Looking at artist Dan Coopey’s rattan work, Untitled (Susa), you can’t immediately see that it encloses secret treasures within. Woven ellipses of fibers circumvent stacked volumes of space, in a dynamic unbalanced spiral. Examination reveals that the structurally rigid vessel, draping though it appears, is fully closed at the top. This is unexpected in basketry, a medium associated with function. Most often, a basket is designed to leave its contents accessible.
Coopey provides cryptic clues in the list of the work’s materials: “Rattan, Bronze, Chewing Gum, Oak”. Coopey works often with gum. Chewing gum and depositing it inside a vessel, he says, is a kind of signature, a way to add his DNA to the work. Chewed gum, he notes, has a history as ancient as basketry. He explains that the imprint of ancient basket forms found pressed into clay are matched by carbon dating to teeth found fossilized in chewed tree saps. Fossilization makes permanent an isolated moment in time, and the objects enshrined in Coopey’s woven forms act similarly, as personal time capsules.

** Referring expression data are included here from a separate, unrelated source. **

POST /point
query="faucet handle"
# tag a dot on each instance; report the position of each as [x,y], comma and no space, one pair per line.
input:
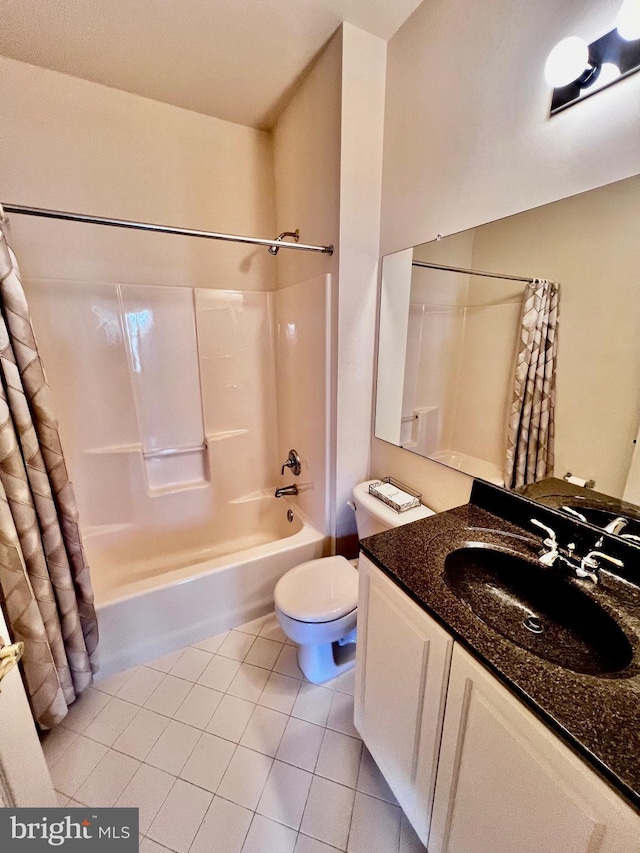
[591,561]
[551,541]
[293,462]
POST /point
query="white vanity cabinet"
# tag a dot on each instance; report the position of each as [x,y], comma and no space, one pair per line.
[402,668]
[446,733]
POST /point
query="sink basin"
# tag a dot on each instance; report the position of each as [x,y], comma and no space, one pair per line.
[538,609]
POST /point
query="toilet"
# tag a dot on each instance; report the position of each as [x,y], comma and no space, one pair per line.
[316,603]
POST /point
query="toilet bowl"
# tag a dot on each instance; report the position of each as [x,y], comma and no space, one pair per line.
[316,605]
[316,602]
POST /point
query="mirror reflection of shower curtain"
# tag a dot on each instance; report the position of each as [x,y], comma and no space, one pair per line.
[530,430]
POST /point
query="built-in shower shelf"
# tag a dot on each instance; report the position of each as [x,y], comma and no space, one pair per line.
[116,448]
[224,434]
[105,529]
[259,495]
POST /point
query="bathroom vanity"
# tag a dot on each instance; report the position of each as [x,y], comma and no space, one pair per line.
[494,737]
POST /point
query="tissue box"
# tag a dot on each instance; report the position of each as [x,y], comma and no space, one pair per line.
[394,494]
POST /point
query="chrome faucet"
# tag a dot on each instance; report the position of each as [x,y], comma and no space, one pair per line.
[283,491]
[590,564]
[547,558]
[293,461]
[616,525]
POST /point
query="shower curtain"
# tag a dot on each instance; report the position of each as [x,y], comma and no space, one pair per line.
[45,586]
[530,431]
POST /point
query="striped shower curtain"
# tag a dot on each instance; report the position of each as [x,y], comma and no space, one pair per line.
[530,432]
[45,587]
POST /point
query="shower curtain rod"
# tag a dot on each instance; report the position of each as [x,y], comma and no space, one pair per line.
[473,272]
[274,244]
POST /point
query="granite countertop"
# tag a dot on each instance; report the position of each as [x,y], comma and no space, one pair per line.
[597,715]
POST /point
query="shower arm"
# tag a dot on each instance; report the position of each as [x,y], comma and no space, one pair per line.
[274,245]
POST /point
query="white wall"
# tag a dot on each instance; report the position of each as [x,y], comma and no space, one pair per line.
[468,140]
[73,145]
[306,150]
[302,315]
[327,156]
[363,76]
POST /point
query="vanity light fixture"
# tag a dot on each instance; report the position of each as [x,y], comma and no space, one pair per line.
[576,69]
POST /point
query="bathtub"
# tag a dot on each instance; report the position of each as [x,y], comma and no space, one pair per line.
[150,606]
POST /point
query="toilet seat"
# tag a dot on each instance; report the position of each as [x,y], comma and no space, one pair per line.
[320,590]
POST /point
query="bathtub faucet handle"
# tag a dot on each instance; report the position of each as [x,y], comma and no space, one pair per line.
[293,462]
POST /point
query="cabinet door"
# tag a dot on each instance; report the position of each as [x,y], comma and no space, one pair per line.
[402,667]
[507,784]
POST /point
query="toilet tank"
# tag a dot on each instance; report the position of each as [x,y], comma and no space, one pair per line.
[373,516]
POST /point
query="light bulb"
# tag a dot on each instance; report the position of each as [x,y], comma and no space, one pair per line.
[566,62]
[628,22]
[608,73]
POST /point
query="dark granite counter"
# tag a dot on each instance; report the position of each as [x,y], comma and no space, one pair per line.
[598,715]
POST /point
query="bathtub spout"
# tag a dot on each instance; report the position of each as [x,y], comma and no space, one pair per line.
[286,490]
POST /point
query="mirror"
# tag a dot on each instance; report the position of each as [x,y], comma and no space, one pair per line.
[447,340]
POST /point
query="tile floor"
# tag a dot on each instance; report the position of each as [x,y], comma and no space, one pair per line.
[226,748]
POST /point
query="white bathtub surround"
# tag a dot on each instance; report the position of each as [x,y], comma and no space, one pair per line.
[196,397]
[221,772]
[148,608]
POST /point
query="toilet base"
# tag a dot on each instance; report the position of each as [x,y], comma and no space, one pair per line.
[326,661]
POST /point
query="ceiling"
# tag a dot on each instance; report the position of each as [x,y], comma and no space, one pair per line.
[238,60]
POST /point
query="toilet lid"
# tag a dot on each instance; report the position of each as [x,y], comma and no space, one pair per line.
[319,590]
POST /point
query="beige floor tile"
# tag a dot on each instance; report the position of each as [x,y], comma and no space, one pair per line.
[339,758]
[111,776]
[371,781]
[327,814]
[199,706]
[287,663]
[80,759]
[409,841]
[249,682]
[113,683]
[267,835]
[146,791]
[264,652]
[208,762]
[375,826]
[141,734]
[245,777]
[313,704]
[107,726]
[84,709]
[252,627]
[191,664]
[280,693]
[165,663]
[264,730]
[285,794]
[212,644]
[177,823]
[219,673]
[56,742]
[223,829]
[236,645]
[301,744]
[168,695]
[230,718]
[141,685]
[174,746]
[341,714]
[305,844]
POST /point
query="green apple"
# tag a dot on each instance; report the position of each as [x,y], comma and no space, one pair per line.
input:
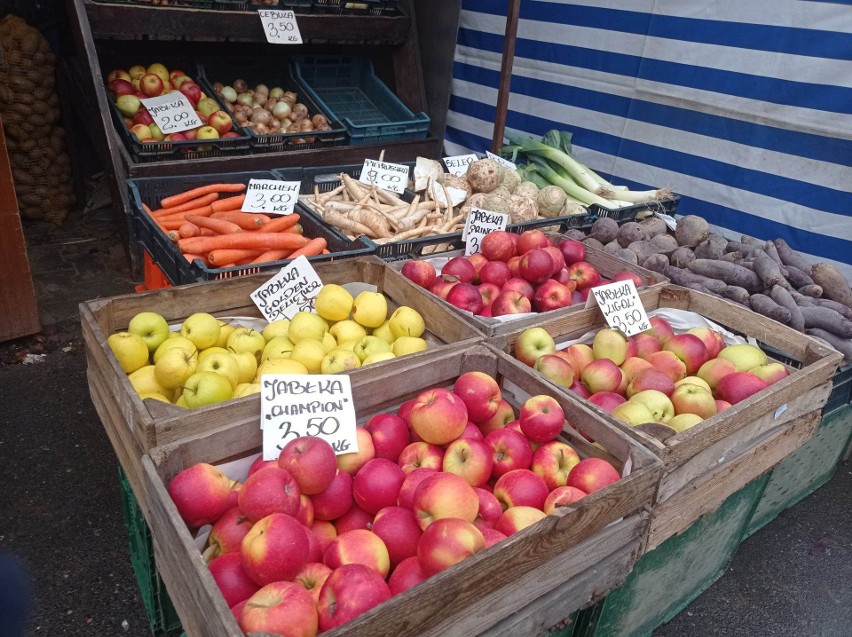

AT A MOMENT WHEN WE ARE FOCUSSED ON THE INTENTIONS AND CONSEQUENCES OF CULTURAL ENCOUNTER, COOPEY’S WORKS GESTURE TO A POTENTIAL FOR UNLABORED COEXISTENCE, TO THE SIMULTANEOUS POSSIBILITY OF ASSIMILATION AND PRESERVED AUTONOMY.
Coopey is an artist born and currently working in the U.K. In 2016, he was granted an artist residency in Brazil, a country where basket making is still an active part of identity and domestic product. Instead of returning home when the residency ended, Coopey stayed. While in Brazil, Coopey immersed himself in basket culture, making forms that fuse his own idiosyncratic woven creations with traditional baskets he found in markets. The body of work which emerged speaks to how the experience of being an outsider amplifies the self. In these pieces the liquid geometry of Coopey’s vessels intersects traditional baskets, shaped by their origin and purpose. Each remains distinct as they combine to shared form. At a moment when we are focussed on the intentions and consequences of cultural encounter, Coopey’s works gesture to a potential for unlabored coexistence, to the simultaneous possibility of assimilation and preserved autonomy.
Coopey is fascinated by the ‘panculture’ of basketmaking, how a globally ubiquitous technique offers space for an artist to connect through a collective community of craft. His work attests to the entry granted by shared expertise. COVID-19 forced Coopey to return to England, to a more isolated practice. There, his work, like many of us, has returned to autonomous forms. At this moment we have reverted to singular shapes, secreting our treasured objects inside.